Li, Juan; Wang, Qifeng; Ge, Jun; Tian, Yuke; Yao, Wenxiu.
Afiliación
  • Li J; Departments of Medical Oncology, Sichuan Cancer Hospital & Institute, Sichuan Cancer Center, School of Medicine, University of Electronic Science and Technology of China, Chengdu, People's Republic of China.
  • Wang Q; Departments of Thoracic Radiotherapy, Sichuan Cancer Hospital & Institute, Sichuan Cancer Center, School of Medicine, University of Electronic Science and Technology of China, Chengdu, People's Republic of China.
  • Ge J; Departments of Medical Oncology, Sichuan Cancer Hospital & Institute, Sichuan Cancer Center, School of Medicine, University of Electronic Science and Technology of China, Chengdu, People's Republic of China.
  • Tian Y; Departments of Medical Oncology, Sichuan Cancer Hospital & Institute, Sichuan Cancer Center, School of Medicine, University of Electronic Science and Technology of China, Chengdu, People's Republic of China.
  • Yao W; Departments of Medical Oncology, Sichuan Cancer Hospital & Institute, Sichuan Cancer Center, School of Medicine, University of Electronic Science and Technology of China, Chengdu, People's Republic of China.
Oncologist ; 26(12): e2115-e2119, 2021 12.

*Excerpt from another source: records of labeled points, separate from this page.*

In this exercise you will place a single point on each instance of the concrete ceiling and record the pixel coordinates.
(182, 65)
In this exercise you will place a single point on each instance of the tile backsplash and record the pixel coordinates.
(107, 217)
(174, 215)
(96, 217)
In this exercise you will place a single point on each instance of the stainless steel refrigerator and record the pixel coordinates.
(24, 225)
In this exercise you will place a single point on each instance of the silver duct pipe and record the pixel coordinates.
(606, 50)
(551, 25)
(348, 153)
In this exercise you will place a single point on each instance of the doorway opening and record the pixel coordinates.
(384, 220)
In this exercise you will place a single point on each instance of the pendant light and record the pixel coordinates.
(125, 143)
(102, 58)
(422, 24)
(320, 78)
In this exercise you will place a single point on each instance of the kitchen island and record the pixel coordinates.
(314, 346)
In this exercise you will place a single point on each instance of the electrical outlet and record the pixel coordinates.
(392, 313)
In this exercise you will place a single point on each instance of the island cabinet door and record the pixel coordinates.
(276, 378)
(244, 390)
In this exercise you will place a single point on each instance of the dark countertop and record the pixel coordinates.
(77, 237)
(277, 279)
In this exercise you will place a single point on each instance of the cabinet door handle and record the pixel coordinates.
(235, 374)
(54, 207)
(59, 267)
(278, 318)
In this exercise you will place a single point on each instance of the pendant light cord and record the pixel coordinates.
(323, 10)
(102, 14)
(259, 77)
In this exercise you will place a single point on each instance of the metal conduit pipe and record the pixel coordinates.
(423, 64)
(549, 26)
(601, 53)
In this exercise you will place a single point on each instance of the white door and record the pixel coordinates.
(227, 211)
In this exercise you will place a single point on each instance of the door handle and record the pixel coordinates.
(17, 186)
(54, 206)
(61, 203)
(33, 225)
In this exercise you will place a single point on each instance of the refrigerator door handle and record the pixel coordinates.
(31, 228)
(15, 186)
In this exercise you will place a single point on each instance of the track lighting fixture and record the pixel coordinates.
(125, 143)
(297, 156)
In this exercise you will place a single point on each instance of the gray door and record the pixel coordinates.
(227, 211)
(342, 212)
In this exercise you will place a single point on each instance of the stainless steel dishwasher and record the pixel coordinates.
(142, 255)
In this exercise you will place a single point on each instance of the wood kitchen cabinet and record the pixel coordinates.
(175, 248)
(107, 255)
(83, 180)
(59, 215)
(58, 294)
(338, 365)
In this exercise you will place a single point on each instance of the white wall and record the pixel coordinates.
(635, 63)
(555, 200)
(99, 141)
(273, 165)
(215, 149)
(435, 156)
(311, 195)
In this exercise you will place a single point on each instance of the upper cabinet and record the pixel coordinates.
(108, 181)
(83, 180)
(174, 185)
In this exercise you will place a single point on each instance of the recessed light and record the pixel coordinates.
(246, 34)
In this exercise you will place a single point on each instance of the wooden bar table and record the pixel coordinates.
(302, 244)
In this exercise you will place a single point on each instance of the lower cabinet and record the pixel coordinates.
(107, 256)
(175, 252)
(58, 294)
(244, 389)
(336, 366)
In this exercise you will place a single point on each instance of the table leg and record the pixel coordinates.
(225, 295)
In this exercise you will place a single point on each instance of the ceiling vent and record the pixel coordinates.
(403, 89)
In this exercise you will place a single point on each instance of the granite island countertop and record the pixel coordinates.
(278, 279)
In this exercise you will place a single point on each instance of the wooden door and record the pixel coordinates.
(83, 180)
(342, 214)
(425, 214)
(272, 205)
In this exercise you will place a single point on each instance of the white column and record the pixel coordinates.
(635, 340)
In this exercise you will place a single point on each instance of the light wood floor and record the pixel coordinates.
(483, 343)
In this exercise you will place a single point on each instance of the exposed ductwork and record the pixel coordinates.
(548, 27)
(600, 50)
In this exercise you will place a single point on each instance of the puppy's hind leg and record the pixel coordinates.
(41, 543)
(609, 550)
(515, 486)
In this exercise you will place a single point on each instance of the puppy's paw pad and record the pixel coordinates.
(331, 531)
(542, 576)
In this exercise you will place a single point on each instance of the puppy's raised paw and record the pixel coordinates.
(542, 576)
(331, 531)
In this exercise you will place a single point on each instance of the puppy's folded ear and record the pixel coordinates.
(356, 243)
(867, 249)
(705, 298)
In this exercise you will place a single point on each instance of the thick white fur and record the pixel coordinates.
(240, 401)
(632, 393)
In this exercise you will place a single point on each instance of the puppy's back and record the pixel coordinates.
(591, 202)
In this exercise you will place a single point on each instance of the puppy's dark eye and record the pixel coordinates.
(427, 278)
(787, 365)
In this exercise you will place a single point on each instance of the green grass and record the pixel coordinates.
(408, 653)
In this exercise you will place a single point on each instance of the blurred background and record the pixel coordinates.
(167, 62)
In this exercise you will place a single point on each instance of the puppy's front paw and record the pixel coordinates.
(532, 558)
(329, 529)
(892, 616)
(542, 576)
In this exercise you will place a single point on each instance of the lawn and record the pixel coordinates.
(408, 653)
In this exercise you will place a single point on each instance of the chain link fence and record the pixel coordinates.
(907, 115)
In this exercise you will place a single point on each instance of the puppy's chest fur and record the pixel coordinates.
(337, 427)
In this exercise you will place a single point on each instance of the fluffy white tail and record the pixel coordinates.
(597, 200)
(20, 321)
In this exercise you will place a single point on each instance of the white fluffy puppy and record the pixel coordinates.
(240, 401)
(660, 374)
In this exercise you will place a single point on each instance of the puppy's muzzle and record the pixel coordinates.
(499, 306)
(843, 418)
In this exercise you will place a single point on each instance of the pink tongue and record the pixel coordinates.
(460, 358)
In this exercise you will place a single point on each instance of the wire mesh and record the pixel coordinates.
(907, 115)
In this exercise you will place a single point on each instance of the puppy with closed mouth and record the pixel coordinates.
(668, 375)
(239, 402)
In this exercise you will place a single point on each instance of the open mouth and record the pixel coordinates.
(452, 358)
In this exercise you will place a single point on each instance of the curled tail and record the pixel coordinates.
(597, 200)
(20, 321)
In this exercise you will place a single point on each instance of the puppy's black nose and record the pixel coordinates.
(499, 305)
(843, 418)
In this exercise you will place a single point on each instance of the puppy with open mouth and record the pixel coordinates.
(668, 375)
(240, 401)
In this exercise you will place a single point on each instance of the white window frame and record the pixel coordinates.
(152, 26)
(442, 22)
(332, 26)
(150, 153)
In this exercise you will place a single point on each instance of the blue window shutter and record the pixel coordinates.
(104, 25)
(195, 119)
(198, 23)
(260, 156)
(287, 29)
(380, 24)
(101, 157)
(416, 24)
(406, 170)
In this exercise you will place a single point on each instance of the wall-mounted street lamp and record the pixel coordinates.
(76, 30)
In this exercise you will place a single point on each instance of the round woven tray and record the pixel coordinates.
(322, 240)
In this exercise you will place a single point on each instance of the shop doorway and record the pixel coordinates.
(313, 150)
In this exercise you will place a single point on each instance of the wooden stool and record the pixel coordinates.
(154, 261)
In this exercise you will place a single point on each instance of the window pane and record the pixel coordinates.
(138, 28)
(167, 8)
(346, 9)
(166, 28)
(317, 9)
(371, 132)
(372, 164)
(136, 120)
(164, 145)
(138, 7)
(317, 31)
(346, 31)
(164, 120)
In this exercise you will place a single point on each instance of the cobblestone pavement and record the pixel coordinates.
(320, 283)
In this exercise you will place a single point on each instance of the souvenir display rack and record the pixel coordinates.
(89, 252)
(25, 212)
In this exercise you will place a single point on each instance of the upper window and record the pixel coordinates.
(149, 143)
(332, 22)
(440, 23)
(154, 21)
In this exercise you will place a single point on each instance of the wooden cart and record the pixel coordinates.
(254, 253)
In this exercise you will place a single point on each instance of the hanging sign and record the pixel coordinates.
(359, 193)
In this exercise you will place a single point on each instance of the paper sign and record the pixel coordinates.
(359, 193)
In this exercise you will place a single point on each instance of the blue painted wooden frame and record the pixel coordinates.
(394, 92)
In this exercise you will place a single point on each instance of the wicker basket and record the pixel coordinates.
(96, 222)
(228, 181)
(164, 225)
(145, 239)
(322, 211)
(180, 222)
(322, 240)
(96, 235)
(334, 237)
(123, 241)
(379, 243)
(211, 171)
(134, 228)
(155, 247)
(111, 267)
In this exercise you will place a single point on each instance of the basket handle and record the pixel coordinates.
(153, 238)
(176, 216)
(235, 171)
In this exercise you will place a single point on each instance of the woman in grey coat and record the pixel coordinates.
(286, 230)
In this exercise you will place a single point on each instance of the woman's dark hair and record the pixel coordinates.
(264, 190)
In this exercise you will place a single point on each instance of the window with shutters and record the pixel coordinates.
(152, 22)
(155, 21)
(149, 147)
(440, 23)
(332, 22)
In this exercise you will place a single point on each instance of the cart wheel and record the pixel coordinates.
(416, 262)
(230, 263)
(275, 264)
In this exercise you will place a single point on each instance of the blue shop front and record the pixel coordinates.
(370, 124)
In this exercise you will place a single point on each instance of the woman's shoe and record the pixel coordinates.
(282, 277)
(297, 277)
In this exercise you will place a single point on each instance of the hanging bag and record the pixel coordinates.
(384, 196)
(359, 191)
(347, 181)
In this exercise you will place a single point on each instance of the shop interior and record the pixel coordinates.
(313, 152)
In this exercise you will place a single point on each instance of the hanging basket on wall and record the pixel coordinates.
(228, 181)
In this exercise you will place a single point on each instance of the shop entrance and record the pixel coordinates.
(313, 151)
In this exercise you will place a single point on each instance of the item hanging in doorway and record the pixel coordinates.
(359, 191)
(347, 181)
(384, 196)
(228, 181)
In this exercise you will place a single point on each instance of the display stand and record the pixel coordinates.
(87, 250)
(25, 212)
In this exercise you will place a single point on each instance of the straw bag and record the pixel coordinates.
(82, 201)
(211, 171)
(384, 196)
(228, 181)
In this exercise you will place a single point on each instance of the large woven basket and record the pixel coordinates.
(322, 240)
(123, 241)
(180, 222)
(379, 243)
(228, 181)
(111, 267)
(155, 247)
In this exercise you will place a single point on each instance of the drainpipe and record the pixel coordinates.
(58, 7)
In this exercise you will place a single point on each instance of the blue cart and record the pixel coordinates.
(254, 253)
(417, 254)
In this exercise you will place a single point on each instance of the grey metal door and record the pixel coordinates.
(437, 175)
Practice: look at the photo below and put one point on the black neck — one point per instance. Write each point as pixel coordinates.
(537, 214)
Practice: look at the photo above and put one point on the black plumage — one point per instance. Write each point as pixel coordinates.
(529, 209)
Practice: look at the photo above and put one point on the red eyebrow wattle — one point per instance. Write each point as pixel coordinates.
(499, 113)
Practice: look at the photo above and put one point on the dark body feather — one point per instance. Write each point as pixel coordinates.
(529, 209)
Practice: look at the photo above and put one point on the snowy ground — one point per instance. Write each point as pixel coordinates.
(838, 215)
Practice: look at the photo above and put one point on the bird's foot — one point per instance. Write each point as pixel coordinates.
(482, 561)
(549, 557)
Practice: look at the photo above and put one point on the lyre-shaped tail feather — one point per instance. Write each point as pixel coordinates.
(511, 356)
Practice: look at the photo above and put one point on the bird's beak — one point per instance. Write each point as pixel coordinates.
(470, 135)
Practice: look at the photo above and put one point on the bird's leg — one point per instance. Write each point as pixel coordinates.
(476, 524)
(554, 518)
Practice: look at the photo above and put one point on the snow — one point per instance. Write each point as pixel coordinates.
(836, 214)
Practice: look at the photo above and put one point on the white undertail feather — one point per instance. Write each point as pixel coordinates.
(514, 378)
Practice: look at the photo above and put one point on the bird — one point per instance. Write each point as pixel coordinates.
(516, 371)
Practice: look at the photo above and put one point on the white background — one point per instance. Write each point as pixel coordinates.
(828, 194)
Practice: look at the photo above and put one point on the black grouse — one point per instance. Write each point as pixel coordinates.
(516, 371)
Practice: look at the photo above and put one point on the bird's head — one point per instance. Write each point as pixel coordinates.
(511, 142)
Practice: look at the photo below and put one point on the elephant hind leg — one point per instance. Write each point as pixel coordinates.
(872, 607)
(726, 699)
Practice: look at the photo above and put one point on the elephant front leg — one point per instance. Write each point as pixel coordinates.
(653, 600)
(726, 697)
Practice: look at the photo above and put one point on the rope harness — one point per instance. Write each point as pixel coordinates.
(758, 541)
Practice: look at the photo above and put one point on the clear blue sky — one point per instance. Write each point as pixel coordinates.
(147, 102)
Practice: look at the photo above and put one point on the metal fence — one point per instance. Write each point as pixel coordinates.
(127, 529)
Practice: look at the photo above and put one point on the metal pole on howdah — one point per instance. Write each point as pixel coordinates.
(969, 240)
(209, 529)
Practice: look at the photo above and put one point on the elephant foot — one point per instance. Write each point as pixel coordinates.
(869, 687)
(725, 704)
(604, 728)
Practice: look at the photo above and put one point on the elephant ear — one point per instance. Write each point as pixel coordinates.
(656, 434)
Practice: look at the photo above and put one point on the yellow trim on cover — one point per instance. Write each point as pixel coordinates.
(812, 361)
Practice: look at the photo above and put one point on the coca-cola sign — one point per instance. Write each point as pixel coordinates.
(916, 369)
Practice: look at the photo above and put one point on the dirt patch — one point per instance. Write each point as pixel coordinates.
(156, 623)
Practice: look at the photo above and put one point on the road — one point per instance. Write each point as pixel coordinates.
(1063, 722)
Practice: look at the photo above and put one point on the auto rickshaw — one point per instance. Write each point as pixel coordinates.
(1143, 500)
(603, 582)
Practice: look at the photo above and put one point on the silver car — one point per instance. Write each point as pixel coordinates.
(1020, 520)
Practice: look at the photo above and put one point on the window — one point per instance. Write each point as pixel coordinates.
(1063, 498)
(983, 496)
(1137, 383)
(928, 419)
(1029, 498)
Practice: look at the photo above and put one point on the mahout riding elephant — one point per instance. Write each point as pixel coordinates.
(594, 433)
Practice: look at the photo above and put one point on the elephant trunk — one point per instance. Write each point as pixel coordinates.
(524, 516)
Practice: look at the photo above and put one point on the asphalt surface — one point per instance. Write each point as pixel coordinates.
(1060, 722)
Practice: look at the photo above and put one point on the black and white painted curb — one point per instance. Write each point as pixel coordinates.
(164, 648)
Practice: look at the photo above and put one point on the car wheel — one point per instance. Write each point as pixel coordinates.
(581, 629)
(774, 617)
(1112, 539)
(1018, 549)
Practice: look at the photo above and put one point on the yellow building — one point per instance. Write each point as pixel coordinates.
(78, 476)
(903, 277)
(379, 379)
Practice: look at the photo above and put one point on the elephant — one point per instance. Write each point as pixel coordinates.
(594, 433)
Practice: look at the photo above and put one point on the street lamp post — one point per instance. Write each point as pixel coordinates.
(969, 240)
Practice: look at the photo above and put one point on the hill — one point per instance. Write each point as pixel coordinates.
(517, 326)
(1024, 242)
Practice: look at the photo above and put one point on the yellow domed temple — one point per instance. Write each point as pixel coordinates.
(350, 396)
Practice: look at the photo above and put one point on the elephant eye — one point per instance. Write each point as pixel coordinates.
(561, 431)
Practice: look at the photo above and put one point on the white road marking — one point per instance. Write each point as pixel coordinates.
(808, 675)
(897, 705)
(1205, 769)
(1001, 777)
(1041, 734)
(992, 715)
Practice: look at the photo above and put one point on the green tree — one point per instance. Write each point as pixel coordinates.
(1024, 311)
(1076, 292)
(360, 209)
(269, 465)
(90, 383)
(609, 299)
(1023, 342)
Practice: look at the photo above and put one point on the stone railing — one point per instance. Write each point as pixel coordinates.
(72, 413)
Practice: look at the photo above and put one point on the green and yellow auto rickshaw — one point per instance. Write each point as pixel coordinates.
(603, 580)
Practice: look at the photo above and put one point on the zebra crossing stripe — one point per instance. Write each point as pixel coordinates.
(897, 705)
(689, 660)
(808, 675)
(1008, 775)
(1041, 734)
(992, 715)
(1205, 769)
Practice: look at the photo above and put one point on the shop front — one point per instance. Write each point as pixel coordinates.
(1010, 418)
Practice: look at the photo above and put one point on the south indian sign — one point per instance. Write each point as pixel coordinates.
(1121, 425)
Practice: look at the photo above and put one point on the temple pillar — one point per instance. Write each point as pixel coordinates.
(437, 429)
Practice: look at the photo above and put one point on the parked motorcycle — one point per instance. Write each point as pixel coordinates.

Article en En | MEDLINE | ID: mdl-34516041
ABSTRACT
Crizotinib, a multitargeted MET/ALK/ROS1 tyrosine kinase inhibitor, has been approved for the treatment of ROS1 fusion-positive non-small cell lung cancers (NSCLCs). However, "on-target" or "off-target" resistance alterations often emerge that confer the drug resistance. Patients with ROS1-rearranged NSCLC who develop crizotinib resistance, especially those acquiring "off-target" resistance mutations, still lack effective therapeutic options for after crizotinib treatment. Herein, we reported a patient with stage IVb lung adenocarcinoma harboring ROS1 fusion, who acquired a BRAF V600E and lost the ROS1 fusion after progression on crizotinib. It was deduced that the V600E may originate from a subclone with an extremely low fraction that was independent of ROS1 fusion-positive cells. The patient was subsequently treated with dabrafenib and trametinib combination and achieved a partial response lasting for more than 6 months. Our study revealed that BRAF V600E can confer the crizotinib resistance in ROS1 fusion-positive NSCLC and presented the first case showing that the treatment with dabrafenib and trametinib can serve as an effective option for later-line treatment for this molecular-defined subgroup. KEY POINTS Patients with ROS1-rearranged non-small cell lung cancer (NSCLC) who acquire "off-target" resistance mutations to crizotinib still lack effective therapeutic options for after crizotinib treatment. This report describes the case of a patient with ROS1-rearranged NSCLC who acquired a BRAF V600E and lost the ROS1 fusion after crizotinib failure. The case was subsequently treated with dabrafenib and trametinib combination and achieved a partial response lasting for more than 6 months. This is the first article reporting that treatment with dabrafenib and trametinib may serve as an effective option for later-line treatment for patients harboring resistant BRAF V600E.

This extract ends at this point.